Probably I was not clear in the previous post that the problem is resolved by adding:
ADD JAR /usr/hdp/current/hive-client/lib/commons-httpclient-3.0.1.jar;

If you have additional comments/tips please let me know!

1 Like

That is fairly strange. We depend on commons-httpclient-3.0.1 for the underlying rest client.

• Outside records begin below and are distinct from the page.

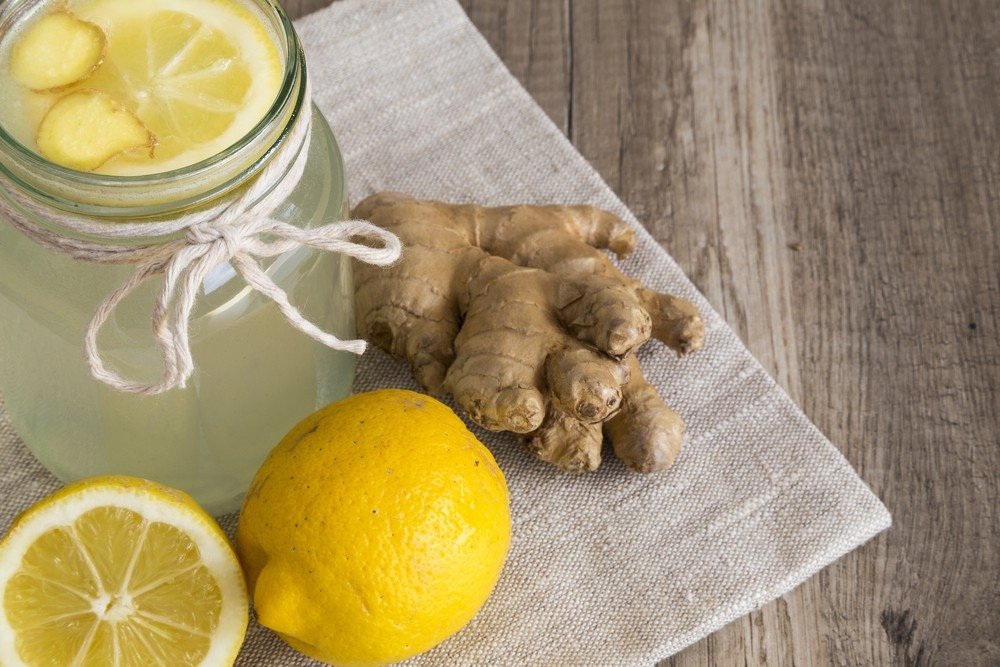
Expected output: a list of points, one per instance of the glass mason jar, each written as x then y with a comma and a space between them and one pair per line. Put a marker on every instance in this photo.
255, 375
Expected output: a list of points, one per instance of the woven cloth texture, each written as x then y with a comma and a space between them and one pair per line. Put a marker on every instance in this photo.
609, 568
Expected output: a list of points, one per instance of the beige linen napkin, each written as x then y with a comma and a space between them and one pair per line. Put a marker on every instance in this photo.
610, 568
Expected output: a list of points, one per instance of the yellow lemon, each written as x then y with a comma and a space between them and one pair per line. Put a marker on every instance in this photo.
115, 571
376, 529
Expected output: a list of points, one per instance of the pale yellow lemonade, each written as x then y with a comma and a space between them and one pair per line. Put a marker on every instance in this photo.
198, 75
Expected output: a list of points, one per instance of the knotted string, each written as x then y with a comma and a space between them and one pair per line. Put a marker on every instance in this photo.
239, 231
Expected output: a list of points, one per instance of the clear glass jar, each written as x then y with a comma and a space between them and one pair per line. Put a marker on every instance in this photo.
256, 376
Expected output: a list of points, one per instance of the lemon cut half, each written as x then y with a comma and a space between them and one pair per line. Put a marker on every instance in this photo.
115, 572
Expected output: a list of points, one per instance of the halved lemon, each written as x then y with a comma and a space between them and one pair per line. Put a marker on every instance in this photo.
198, 74
115, 571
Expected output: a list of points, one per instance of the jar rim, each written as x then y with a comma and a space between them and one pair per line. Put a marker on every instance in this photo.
21, 161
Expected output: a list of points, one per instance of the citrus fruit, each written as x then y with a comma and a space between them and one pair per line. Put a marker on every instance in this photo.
376, 529
115, 571
198, 75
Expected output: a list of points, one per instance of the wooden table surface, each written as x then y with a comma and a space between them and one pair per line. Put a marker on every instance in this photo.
828, 174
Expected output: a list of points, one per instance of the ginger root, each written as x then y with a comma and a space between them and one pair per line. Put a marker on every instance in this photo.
519, 315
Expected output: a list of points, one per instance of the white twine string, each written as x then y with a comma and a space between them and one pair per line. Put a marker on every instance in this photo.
239, 231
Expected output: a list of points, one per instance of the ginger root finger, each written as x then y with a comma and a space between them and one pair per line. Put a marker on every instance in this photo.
676, 321
605, 314
585, 384
646, 434
567, 443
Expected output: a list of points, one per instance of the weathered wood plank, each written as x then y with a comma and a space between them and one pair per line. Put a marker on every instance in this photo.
828, 174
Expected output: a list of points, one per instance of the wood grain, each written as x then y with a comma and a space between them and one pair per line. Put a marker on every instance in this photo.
828, 173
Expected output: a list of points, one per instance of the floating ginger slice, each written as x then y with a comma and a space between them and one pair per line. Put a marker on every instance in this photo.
85, 129
58, 51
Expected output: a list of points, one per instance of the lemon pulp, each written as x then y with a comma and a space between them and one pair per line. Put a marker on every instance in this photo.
199, 75
114, 573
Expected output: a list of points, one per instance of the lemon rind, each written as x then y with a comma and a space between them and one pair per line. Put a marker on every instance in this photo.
216, 555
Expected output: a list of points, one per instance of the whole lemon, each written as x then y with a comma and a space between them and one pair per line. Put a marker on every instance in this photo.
375, 530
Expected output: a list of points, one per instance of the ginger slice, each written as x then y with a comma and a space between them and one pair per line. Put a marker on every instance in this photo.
58, 51
85, 129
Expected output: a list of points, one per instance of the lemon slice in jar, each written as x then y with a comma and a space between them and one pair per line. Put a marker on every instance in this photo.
117, 571
198, 76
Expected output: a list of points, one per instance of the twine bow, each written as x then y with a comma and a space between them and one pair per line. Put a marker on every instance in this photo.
239, 231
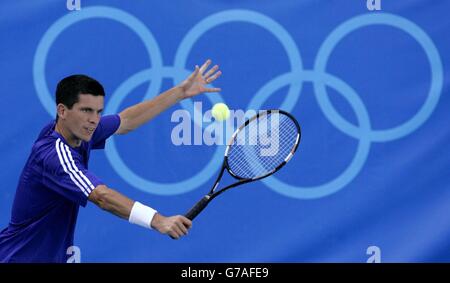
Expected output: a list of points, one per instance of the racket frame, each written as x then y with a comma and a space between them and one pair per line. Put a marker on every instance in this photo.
200, 205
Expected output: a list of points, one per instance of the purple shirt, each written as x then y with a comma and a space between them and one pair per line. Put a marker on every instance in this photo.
54, 183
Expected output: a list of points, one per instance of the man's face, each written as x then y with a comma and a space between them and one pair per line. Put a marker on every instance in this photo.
82, 120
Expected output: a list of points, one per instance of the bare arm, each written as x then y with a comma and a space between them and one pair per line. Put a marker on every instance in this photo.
136, 115
120, 205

We chose to use that library since it was pre-packaged and available in most Hadoop distributions. It's possible that HDInsights has removed their usage of that jar. The library is removed in Hadoop 2.8, so it would not surprise me if the underlying Hadoop version you are on is based on that, or that it was removed in preparation for 2.8. If re-adding the missing jar has fixed the problem, then I'll mark that as the solution to the post.

typing "hadoop version" in the command line shows:
Hadoop 2.7.3.2.5.5.3-2
Subversion git@github.com:hortonworks/hadoop.git -r dff5d68bdb3763da7dc4c3f02666ce2f3ec28a91
Compiled by jenkins on 2017-05-23T02:10Z
Compiled with protoc 2.5.0
From source with checksum a2161cab5fb2bc8e577c41447ea1f8
This command was run using /usr/hdp/2.5.5.3-2/hadoop/hadoop-common-2.7.3.2.5.5.3-2.jar

Yes, I confirm that adding the jar file solves the problem.

This topic was automatically closed 28 days after the last reply. New replies are no longer allowed.